PARIS: A goal-rich European football season suggests Euro 2012 could be a high-scoring tournament, despite the likely preponderance of apparently conservative single-striker formations.
The 2011-12 campaign was one of the most prolific in the modern history of the European game.
Barcelona and Real Madrid both smashed through the 100-goal barrier in La Liga, the Catalans amassing 114 goals and champions Madrid plundering 121 to obliterate the 107-goal season record set by John Toshack's Madrid side in 1989-90.
There were freak scorelines in the English Premier League – notably Manchester United's 8-2 annihilation of Arsenal – and the goals-per-game ratio climbed in all five of Europe's major leagues except the already high-scoring German Bundesliga.
The continent's leading goalscorers sent records tumbling, and not just Lionel Messi and Cristiano Ronaldo, who claimed 96 league goals between them.
Klaas-Jan Huntelaar was the first player to notch 29 goals in Germany since Karl-Heinz Rummenigge in 1981, while his Dutch team-mate Robin van Persie became only the fourth player to reach the 30-goal mark in England since 2000.
Despite a steadily diminishing goals-per-game ratio at recent World Cups (from 2.71 in 1994 to 2.27 in South Africa in 2010), the goals do not appear to be drying up in the European Championship.
Both Euro 2004 and Euro 2008 averaged 2.48 goals per game, which was less than the 2.74 goals per game recorded at Euro 2000 but more than the rather disappointing 2.06 witnessed at Euro 1996 in England; the first tournament to feature 16 teams.
Tactically, the 4-2-3-1 formation is likely to dominate as it did at the 2010 World Cup, where the three European semi-finalists – Germany, the Netherlands and eventual champions Spain – all deployed versions of the same system.
All three are expected to keep faith with the 4-2-3-1 shape, although their approaches will differ: Spain are renowned for their 'tiki-taka' passing style, while both Germany and Holland rely more on fleetness of foot in attack.

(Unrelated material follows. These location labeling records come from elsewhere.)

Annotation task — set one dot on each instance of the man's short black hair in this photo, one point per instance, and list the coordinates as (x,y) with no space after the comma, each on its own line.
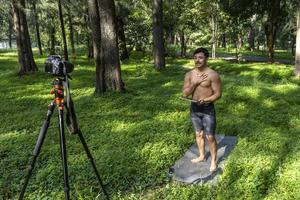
(203,50)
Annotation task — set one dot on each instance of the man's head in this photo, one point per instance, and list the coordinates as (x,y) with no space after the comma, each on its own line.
(200,57)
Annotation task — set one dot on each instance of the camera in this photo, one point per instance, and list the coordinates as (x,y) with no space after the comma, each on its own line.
(57,67)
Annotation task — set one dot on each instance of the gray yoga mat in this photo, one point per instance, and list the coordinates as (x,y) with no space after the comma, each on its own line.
(194,173)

Laurent Blanc's determination to cram as many attack-minded players into his team means that France are likely to stick to the 4-3-3 system that was adopted to impressive effect in the recent 2-0 friendly defeat of Serbia.
Italy were set out in a classically Italian 4-3-1-2 in their only pre-tournament friendly match, against Russia, but the 3-0 defeat inflicted upon them may prompt coach Cesare Prandelli to adapt his approach.
He has hinted that he could introduce a three-man defence of Andrea Barzagli, Leonardo Bonucci and Giorgio Chiellini – the Juventus trio who let just 20 goals past them in their side's Serie A title triumph last season.
“There's a block of seven Juve players in the squad and it's thought that the (3-5-2) system would be beneficial for several reasons,” says James Horncastle, a football writer specialising in Italian football.
“The spine of the team has played it often this season; it's fresher and comes easier to them than the 4-3-1-2, which many have had to re-learn; and why not channel the confidence and winning mentality Juve players show and transplant it to Italy?”
England could be one of the few leading sides to play with two central forwards, given new coach Roy Hodgson's longstanding preference for the 4-4-2 formation.
“If you play with two (forwards), you have the added advantage that whoever receives the ball has someone in close support at all times,” says Hodgson.
“And if balls are going to be played forward, you've got someone to threaten the back of the defence.”
However, Wayne Rooney's absence through suspension for the first two matches of the Euro encouraged Hodgson to experiment in England's warm-up games, with Ashley Young deployed in support of a lone striker in a 4-4-1-1 system in both matches.
On the whole, innovation is likely to be thin on the ground. At major tournaments, coaches have only a limited amount of time to drill their players and the emphasis usually falls on pragmatism rather than tactical creativity.